Professor Chandra’s dissertation, which won the prestigious Sardar Patel Award, focused on tracing how the notion of “tribe” has co-evolved with modern state-making processes in South Asia and beyond. “My specialization emerged fairly organically,” he says. “I went to rural eastern India to study youth in the growing Maoist movement at a time when the Indian prime minister had labeled the Maoists the greatest internal security threat since independence. I wanted to understand why youth from marginalized rural communities took up arms against the government.” This problem-driven research led him to delve into the history of forest communities and their interactions with colonial and postcolonial states over the past two centuries.

Living among the Adivasi or tribal communities for thirty-six months, Professor Chandra immersed himself in their lives, listening to their songs, stories, and histories. He gained a profound understanding of how they negotiate their rights and entitlements with the state, leading him to develop what he calls a “politics of listening,” a research approach that prioritizes the voices and experiences of ordinary people. In doing so, he illustrates how writing your history involves using marginalized voices, shifting perspectives, making one’s mark, and negotiating for change.

 

Four Lessons from the Adivasis on Writing Your History

1. Use Your Voice

Marginalized voices play a crucial role in shaping history. Tribal communities have shown that by speaking up and being heard, they can assert their identities and rights even in the face of powerful state structures. Every voice matters in the narrative of our shared history.

2. Shift the Perspective

Break away from binary distinctions between insiders and outsiders. The fluid dynamics between these groups reveal how identities are continuously constructed and reconstructed through interaction. Your perspective can reshape the story.

3. Make Your Mark

So-called “tribal” societies in India are as modern as any other, with their unique cultures, morals, and ideologies. Including these diverse perspectives enriches our understanding of modernity itself.

4. Negotiate for Change

Resistance should not be seen merely as opposition to state power but as a form of negotiation. Resistance can be a strategic tool to achieve meaningful change, transforming both the powerful and the powerless in the process.

 

Professor Chandra’s book, Resistance as Negotiation, redefines resistance as negotiation with power rather than mere opposition. “Instead of a binary view, I suggest we see resistance as struggles where the powerless negotiate with the powerful, extracting concessions,” he explains. His fifteen years of research reveals how modern Indian states and their tribal subjects have continuously shaped each other through these negotiations over the past two centuries.
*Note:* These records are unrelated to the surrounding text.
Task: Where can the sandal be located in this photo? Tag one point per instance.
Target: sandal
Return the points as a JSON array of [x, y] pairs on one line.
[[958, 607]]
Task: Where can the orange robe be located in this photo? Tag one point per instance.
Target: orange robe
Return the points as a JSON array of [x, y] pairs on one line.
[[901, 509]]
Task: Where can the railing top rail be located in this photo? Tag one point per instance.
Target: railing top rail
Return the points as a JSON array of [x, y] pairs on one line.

One of the most intriguing aspects of Professor Chandra’s work is his exploration of “tribalism” and its contemporary relevance. Around 2016, he noticed the terms tribes and tribalism used to describe the polarized support for various populist leaders. “As a scholar from the Global South, it was striking because these terms had long been associated with colonialism,” he notes. Professor Chandra’s book examines how the notion of tribalism, once primarily used to describe Indigenous communities as primitive, has resurfaced in Western political discourse. “That tribalism would make its way back to the heart of debates over the future of Western democracies is astounding to me,” he says.

Since joining GU-Q in 2015, Professor Chandra has benefited from a supportive academic environment that has been instrumental in shaping his work. A workshop hosted at GU-Q in 2016 marked a crucial turning point in his research, bringing together scholars from around the world to critique and refine his manuscript. “I am indebted to them and the Center for International and Regional Studies for making this possible,” he says.

Professor Chandra’s journey from an economics student to a government professor exemplifies the transformative power of the politics of listening, offering new ways to understand the world. As he continues to push the boundaries of political anthropology, his contributions promise to inspire scholars and practitioners alike with nuanced and profoundly human insights into the complexities of state-making and resistance.